It came, it saw, it conquered. Yes, the 2000s are officially officially over, and with their end came some of the worst trends in recent memory. Of course, we say that at the end of every era, but because we’ve officially broken free from the aftermath of Y2K, it’s time to reminisce over where we went terribly, terrible wrong in the world of fashion.
Perhaps it was Snooki or the affinity for the modern female mullet of the mid-2000s, but when party at the top and business in the back made its encore at the later half of our former decade, stylists and Jersey Shore haters felt only inclined to weep. Suddenly, nightclubs were a-twitter with volume and weird, plastic additions, while the supermarket was suddenly filled with the combination of French manicures and awkward low-yet-burgeoning ponytails. Behold: one of our darkest hours.
Worn by Julie Cooper and Paris Hilton, velour tracksuits took the world by storm in the early 2000s, only to be overdone in the most tragic sense following their introduction into the mainstream. (Read: they weren’t just for spoiled rich brats anymore.) Unflattering, cheap, boasting words on the caboose, nothing said please, make it stop like the mix of bright pink polyester-blend and running shoes.
Now before you hurl your Birken at the computer screen, let me explain: for those of you with a designer handbag that’s understated yet recognizable, you are exempt.
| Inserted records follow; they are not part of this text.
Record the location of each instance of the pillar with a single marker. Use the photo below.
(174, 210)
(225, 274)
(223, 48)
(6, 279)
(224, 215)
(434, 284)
For those of you with Jessica Simpson-inspired Louis Vuitton clutches and Coach purses covered in Cs, I apologize. But by the later half of 2010, the last thing anyone wanted to be was obvious, and like the outplayed, outdone, Labels and Love Fergie song, to boast one’s money via logos and stereotypes was to boast one’s serious lack of fashion skills. (Seriously “ it’s like the GAP hoodies, but a hundred times worse.)
Ill-fitting Yoga Pants
Despite what you may think, it’s not Lululemon’s fault that their workout attire was taken out of context and paired with Ugg boots (we’ll get to those in a minute) and crop tops in public settings. Sure, their pants may be comfortable and yes, in a gym setting, they’re better than chocolate-chocolate-caramel cake, but when schools and malls were filled with the sights of rears that should otherwise go unseen (read: all of them “ it is never okay to show off your bum like that), the gods of yoga studios wept.
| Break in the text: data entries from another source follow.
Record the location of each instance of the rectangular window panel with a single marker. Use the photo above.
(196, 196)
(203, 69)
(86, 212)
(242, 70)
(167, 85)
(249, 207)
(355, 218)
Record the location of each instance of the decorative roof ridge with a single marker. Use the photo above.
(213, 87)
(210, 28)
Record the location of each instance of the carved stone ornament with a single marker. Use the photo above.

Yes, they’re comfortable. Yes, they’re . . . right, that’s the only argument, isn’t it? Well, for the millionth time, so are men’s oversize pyjama pants “ but you don’t go out to work/school/the mall/restaurants in those, do you? (Answer: never.)
Super Low Rise Jeans
After nearly a decade, it’s over. Those of us with bodies slightly above double zero can finally put on pants with pride, sit down with confidence and breathe a sigh of relief that the days of revealing your ass-ets (ha “ get it?) have finally come to a close. No more must we gaze upon our neighbour’s thong while being forced to conceal stomachs through bulky sweatshirts or empire waists. Yes, friends, clothes fit again as the likes of super-lowrise fall to the wayside, leaving only high-rise waists and defined silhouettes in their wake. Behold: the dawn of a new day.